Part I: Wald test with Normal data

The purpose of this class activity is to check, with simulated data, whether the empirical type I error for a Wald test matches the theoretical type I error.

Suppose we observe data \(X_1,...,X_n \overset{iid}{\sim} N(\mu, \sigma^2)\). We wish to test \(H_0: \mu = \mu_0\) vs. \(H_A: \mu > \mu_0\), and we reject when \[Z_n = \frac{\sqrt{n}(\overline{X}_n - \mu_0)}{\sigma} > z_{\alpha}\]

Suppose that \(\mu_0 = 0\), \(n = 100\), \(\sigma = 1\), and \(\alpha = 0.05\).

Run the following code to empirically evaluate the type I error, and confirm it is approximately 0.05 (the true type I error really is 0.05 here, but you will get a number slightly different from 0.05 since we are running the simulation a finite number of times).

n <- 100
mu0 <- 0
sigma <- 1
alpha <- 0.05
nreps <- 5000
test_stats <- rep(0, nreps)
for(i in 1:nreps){
  x <- rnorm(n, mu0, sigma)
  test_stats[i] <- (mean(x) - mu0)/(sigma/sqrt(n))
}
mean(test_stats > qnorm(0.05, lower.tail=F))

Repeat question 1 for \(n = 5, 10, 25, 50\).
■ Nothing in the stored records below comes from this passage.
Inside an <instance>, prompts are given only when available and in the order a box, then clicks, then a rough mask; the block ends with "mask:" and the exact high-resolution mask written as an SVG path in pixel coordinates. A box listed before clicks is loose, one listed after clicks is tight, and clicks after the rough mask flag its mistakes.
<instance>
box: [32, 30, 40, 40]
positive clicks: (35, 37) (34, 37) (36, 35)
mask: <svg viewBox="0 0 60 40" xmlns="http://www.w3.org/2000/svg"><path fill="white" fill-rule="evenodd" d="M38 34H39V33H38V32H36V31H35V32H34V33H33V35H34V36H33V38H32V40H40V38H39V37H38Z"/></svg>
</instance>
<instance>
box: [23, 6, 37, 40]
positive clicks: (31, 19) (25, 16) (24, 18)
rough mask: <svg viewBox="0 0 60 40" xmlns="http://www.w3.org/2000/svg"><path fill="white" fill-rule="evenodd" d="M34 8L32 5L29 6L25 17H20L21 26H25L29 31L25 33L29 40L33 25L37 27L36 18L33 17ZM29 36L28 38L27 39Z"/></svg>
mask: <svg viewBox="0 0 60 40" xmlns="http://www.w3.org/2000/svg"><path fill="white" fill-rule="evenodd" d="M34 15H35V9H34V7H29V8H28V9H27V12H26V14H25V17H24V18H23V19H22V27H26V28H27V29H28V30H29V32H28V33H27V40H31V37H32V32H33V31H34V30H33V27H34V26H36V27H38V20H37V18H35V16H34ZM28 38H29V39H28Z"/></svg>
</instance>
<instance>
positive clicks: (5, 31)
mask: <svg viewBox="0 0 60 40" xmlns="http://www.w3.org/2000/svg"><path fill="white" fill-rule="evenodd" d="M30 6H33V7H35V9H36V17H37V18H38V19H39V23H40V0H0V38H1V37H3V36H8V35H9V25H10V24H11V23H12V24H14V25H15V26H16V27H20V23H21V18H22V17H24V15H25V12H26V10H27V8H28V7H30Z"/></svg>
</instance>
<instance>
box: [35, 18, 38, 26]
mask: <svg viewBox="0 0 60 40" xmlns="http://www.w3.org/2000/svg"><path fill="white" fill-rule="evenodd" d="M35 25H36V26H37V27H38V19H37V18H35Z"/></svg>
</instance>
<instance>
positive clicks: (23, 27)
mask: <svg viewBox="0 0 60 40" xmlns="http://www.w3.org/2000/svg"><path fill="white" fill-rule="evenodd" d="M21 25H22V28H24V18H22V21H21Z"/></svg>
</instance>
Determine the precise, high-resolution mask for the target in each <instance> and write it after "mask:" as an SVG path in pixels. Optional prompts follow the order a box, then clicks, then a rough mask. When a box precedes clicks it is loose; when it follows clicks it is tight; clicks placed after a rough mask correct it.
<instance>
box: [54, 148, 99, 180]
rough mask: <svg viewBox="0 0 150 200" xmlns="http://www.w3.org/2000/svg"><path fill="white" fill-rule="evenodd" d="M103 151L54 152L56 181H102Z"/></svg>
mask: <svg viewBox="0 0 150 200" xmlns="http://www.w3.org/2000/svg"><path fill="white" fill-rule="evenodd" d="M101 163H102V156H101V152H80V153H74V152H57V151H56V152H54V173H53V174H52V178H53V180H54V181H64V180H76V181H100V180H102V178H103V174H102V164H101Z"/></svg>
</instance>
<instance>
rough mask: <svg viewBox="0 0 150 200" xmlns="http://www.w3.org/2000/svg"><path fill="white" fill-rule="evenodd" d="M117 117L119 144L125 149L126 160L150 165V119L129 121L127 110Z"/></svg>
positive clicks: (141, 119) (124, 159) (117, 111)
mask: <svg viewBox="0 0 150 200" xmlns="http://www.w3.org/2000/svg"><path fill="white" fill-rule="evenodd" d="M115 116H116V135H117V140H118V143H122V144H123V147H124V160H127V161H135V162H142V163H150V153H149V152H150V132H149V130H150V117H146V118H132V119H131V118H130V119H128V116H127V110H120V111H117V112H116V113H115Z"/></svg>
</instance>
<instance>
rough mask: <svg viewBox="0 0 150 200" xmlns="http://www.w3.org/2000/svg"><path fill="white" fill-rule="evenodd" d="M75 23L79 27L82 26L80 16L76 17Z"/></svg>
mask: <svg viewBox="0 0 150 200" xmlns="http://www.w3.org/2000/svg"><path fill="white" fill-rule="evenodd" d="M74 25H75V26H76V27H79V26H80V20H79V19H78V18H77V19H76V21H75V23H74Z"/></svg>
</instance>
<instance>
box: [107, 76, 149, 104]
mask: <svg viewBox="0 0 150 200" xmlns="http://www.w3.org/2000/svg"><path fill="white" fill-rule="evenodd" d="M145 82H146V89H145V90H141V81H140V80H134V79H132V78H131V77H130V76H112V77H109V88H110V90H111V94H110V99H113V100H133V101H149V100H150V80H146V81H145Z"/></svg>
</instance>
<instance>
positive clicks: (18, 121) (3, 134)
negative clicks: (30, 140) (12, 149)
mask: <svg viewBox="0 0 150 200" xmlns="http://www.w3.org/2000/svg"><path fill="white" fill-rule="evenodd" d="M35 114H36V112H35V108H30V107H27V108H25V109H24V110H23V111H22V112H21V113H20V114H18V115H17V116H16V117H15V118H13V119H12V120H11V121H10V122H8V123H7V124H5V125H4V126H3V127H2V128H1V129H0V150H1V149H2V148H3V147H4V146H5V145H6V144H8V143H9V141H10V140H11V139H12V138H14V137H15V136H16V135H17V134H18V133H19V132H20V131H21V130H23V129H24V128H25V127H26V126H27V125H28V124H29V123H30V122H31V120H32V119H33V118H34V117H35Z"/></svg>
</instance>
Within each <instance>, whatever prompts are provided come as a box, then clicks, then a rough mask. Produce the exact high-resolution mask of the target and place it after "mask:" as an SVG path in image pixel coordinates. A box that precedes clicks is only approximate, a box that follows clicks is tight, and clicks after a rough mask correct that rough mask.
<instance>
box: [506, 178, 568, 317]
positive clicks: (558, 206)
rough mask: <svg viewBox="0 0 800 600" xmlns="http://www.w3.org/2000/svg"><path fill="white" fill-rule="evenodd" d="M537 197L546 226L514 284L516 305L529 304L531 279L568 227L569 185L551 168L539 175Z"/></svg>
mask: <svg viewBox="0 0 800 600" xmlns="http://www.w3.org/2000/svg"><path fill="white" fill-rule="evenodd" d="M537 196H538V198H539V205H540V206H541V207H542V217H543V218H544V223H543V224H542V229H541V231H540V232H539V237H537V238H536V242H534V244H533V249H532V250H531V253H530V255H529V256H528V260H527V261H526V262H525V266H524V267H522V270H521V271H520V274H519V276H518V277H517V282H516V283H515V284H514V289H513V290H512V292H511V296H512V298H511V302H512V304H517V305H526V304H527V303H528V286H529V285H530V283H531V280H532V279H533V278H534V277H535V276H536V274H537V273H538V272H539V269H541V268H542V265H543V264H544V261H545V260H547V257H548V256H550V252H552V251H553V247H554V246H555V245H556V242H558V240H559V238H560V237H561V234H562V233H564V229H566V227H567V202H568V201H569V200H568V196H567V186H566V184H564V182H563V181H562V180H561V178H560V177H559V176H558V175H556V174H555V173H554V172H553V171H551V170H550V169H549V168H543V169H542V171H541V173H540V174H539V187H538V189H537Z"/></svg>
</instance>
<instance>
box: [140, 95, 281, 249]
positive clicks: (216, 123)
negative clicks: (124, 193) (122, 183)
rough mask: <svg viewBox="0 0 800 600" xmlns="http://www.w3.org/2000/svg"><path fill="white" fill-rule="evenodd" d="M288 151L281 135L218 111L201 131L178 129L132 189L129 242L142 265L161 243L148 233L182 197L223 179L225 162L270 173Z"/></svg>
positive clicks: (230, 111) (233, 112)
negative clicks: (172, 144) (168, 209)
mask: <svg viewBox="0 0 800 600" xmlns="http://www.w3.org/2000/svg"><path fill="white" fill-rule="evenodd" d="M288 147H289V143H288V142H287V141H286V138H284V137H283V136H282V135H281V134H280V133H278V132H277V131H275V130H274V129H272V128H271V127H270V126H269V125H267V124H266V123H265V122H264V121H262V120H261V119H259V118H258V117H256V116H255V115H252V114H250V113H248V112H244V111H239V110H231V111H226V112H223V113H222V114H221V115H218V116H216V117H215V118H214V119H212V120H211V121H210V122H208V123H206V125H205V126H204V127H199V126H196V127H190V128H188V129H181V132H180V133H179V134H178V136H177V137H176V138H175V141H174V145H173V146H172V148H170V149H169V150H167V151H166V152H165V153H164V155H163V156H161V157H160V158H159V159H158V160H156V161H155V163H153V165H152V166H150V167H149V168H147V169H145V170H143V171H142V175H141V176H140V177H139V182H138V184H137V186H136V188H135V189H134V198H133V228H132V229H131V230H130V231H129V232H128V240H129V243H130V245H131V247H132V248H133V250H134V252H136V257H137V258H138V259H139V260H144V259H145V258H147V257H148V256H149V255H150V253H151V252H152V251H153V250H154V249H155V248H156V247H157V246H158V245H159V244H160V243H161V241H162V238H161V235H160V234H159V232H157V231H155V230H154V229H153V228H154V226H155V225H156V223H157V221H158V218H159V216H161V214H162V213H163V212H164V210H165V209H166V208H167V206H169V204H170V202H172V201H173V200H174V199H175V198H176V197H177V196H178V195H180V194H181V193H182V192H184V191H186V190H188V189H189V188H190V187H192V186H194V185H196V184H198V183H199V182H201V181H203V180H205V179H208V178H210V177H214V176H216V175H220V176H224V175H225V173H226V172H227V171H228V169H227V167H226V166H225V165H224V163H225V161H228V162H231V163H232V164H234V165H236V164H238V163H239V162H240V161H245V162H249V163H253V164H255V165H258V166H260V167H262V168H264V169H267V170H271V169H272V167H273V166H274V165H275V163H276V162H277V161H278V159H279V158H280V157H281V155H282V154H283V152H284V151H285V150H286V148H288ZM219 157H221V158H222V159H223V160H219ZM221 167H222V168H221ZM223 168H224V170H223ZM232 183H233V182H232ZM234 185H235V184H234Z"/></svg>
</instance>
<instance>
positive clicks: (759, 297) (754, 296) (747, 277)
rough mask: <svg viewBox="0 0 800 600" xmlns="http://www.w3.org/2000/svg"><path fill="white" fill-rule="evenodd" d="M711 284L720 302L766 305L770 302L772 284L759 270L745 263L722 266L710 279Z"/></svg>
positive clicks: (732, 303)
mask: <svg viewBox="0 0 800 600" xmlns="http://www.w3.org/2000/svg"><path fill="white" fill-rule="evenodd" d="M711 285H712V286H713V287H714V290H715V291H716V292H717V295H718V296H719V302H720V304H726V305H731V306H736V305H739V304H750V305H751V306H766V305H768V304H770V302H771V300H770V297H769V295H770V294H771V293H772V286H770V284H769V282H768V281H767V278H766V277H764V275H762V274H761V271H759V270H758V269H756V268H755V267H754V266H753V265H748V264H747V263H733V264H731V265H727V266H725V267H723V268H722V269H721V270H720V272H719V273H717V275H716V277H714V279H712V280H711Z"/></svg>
Plot the empirical type I error against \(n\).
Our test statistic so far assumes we know \(\sigma\). If we don’t know \(\sigma\), then we reject \(H_0\) when \[\frac{\sqrt{n}(\overline{X}_n - \mu_0)}{s} > z_{\alpha},\] where \(s = \sqrt{\frac{1}{n - 1} \sum \limits_{i=1}^n (X_i - \overline{X}_n)^2}\). Show through simulations that when we use \(s\) instead of \(\sigma\), type I error increases as \(n\) decreases.

Part II: t-tests

Suppose we observe data \(X_1,...,X_n \overset{iid}{\sim} N(\mu, \sigma^2)\). We wish to test \(H_0: \mu = \mu_0\) vs. \(H_A: \mu > \mu_0\), and we reject when \[t = \frac{\sqrt{n}(\overline{X}_n - \mu_0)}{s} > t_{n-1, \alpha}\] where \(t_{n-1, \alpha}\) is the upper \(\alpha\) quantile of a \(t_{n-1}\) distribution.

Modify your code from question 3 to use the \(t_{n-1, 0.05}\) cutoff, and show in simulations that the empirical type I error is approximately 0.05 regardless of \(n\).